TCP Autocorking & Not-Sent Queue Drain-Burst Slippage Playbook

Date: 2026-03-23
Category: research
Scope: How Linux TCP autocorking + not-sent queue buildup creates hidden freeze→flush child-order cadence and tail slippage

Why this matters

Many execution stacks optimize for median wire latency and miss a transport behavior that quietly taxes tails: small writes are intentionally coalesced, then flushed in bursts.

On Linux, tcp_autocorking may hold tiny writes briefly to improve packet efficiency. Combined with application pacing jitter or busy sender threads, this can accumulate bytes in the TCP not-sent queue. When flush conditions trigger, child orders can leave in a compressed burst.

That burstiness degrades queue priority and increases impact/markout risk exactly when strategies think they are sending "smoothly".
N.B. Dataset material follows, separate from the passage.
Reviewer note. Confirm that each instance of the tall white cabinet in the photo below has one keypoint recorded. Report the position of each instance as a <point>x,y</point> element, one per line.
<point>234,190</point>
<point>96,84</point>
Failure mechanism (operator timeline)

Strategy emits frequent small writes (child-order/control frames).
Kernel autocork logic defers immediate packetization for efficiency.
Not-sent queue depth grows during micro-pauses or scheduling hiccups.
Flush trigger fires (ACK progression, send-path wakeup, uncork-like condition).
Accumulated bytes drain rapidly across few scheduling quanta.
Venue sees clustered child arrivals instead of intended cadence.
Queue-age and adverse-selection penalties rise.

This is a transport pacing artifact, not pure market microstructure drift.

Extend slippage decomposition with a cork/queue term

[ IS = IS_{market} + IS_{impact} + IS_{timing} + IS_{fees} + \underbrace{IS_{cork}}_{\text{autocork + not-sent drain tax}} ]

Operational approximation:

[ IS_{cork,t} \approx a\cdot NSQ95_t + b\cdot FCI_t + c\cdot BDR_t + d\cdot CJD_t + e\cdot NUD_t ]

Where:

(NSQ95): p95 TCP not-sent queue bytes,
(FCI): flush-compression index,
(BDR): burst-drain ratio,
(CJD): child-join delay (decision→wire inflation due to coalescing),
(NUD): not-sent urgency divergence (urgency-weighted queue buildup).

Production metrics to add

1) Not-Sent Queue p95 (NSQ95)

[ NSQ95 = p95(\text{tcpi_notsent_bytes}) ]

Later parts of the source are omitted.